E agora, morando a quase treze mil quilômetros dos meus pais, amigos de infância, tios, avós e qualquer outro conhecido, meu coração se parte ao meio. Por que todos os países não são colados um no outro? Por que as passagens aéreas não são mais baratas? Por que é tão difícil manter algo? Por que existem tantas barreiras no meio do caminho para a felicidade?

Bom, ainda bem que existe passagem de avião para o outro lado do mundo durante a minha folga de verão. Sam pegou o carro dos pais dela emprestado para me trazer no aeroporto e ela chorou tudo o que tinha para chorar. Como se eu fosse embora para sempre, eu disse para ela. Pena que por conta do trabalho, ela não pode ir comigo.

Meus pais insistiram que eu deveria pegar a classe executiva do avião, mas a econômica está ótima para mim. Eu não fiz algumas viagens para o Brasil assim antes? Não tem problema, eu disse em uma ligação. Eu até queria colocar o Brasil no roteiro dessa viagem, mas não há como a agenda dos meus pais abrir espaço para mim em julho, nessa altura da vida. Então eu deixei ele comprar a passagem para mim. Classe econômica, sem discussões.

A moça do guichê do portão acabou de conferir meu passaporte, sorriu e me desejou boa viagem. Será que vai ser tão boa quanto ela imagina? Eu não sei.

Eu, sinceramente, não sei.

O livro na minha mão diz que talvez as coisas não deem certo para a protagonista. As anotações no meu notebook dizem que a lei de Murphy fará tudo dar errado. Meus pensamentos nem aqui estão. As mensagens dele eu meio que ignorei para não ficar pensando nisso.

É um longo voo e se eu não acertar nos horários, eu vou aterrissar com o maior jet lag da minha vida.

A comissária na porta olha para o meu bilhete e aponta para a direita e não para a esquerda.

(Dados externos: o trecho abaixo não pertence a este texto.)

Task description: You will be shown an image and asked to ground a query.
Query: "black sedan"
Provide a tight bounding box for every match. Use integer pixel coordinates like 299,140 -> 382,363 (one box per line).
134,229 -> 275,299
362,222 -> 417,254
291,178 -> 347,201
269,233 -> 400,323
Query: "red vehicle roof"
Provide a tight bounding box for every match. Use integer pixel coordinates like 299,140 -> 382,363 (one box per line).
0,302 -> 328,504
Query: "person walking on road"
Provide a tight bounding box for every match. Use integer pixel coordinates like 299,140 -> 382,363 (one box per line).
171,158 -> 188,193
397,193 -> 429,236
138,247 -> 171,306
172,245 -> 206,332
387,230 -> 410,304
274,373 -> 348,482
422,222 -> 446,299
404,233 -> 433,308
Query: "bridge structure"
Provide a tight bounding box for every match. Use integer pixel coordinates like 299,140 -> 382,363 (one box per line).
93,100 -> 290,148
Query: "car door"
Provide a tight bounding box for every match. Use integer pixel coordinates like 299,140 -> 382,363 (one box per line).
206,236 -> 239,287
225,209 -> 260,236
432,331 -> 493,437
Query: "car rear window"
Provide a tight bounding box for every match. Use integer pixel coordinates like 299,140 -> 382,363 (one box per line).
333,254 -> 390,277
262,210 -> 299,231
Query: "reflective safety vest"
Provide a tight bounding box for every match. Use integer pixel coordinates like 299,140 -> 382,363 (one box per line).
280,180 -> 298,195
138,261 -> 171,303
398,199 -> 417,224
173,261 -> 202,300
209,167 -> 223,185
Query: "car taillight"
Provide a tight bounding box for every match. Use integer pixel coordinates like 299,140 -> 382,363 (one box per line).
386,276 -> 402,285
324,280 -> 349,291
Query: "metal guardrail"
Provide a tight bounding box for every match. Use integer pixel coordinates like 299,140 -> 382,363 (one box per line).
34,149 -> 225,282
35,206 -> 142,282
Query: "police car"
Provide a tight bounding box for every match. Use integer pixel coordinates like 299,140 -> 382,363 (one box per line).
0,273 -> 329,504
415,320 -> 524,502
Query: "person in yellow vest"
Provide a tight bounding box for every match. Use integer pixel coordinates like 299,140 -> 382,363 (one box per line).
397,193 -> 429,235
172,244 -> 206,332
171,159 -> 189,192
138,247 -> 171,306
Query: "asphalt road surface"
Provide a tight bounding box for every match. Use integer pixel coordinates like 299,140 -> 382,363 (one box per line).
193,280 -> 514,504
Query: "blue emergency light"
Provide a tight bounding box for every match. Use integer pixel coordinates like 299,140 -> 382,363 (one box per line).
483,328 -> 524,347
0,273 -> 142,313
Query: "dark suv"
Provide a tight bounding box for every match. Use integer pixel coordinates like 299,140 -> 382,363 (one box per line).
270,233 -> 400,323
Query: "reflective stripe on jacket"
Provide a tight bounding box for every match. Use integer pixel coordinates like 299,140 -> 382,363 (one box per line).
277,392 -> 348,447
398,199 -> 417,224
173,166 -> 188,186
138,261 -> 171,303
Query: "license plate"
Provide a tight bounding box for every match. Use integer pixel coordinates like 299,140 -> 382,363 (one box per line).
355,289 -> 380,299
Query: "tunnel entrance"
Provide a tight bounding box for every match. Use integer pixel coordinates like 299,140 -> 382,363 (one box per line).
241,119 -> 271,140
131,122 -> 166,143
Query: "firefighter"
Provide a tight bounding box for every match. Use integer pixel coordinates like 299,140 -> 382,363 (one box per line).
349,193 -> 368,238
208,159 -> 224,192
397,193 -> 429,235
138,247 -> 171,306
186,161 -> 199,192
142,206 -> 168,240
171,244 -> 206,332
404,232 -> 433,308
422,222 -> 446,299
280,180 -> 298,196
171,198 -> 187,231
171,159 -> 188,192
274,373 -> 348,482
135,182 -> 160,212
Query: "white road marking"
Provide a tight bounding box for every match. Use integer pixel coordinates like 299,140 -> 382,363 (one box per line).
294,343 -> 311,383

Eu fico confusa por um segundo quando olho e vejo que é a primeira classe do avião, e não a econômica. Ela sorri e pede para que eu entre logo. Olho para trás, eu sou a última pessoa embarcando.

- Me desculpa, mas eu acho que essa passagem está errada. Meu namorado comprou na classe econômica para mim. - Digo com toda a gentileza no mundo.

- Não, querida. Esse bilhete é para a primeira classe, você entrou um pouco atrasada, mas não tem problema. Por favor, me siga.

Ela acena para seu colega de trabalho e me guia para dentro do avião. Ela se aproxima de um cubículo vazio do lado esquerdo do avião, com vista para a pista e o túnel de embarque. Percebendo o meu estranhamento com tudo aquilo, ela explica como funciona, aponta para o menu e para a tela em frente ao assento reclinável.

- Se precisar de alguma coisa, só apertar esse botão - ela mostra, ao lado da cadeira, um botão para atendimento. - Posso guardar sua mochila?

- Não, não, tudo bem. Eu quero ficar com ela.

- Tenha uma boa viagem, senhorita.

Acomodo-me e uso os últimos segundos em terra para mandar uma mensagem para o responsável pela compra da minha passagem que não precisava disso tudo. Não consigo ver a resposta, a voz do piloto pede para que desliguemos nossos celulares e apenas o faço.

O céu lá fora é negro e eu não resisto, fecho os meus olhos assim que me deito e sou acordada para o jantar. Depois disso, eu desmaio.

Dane-se plano para não sofrer de jet lag.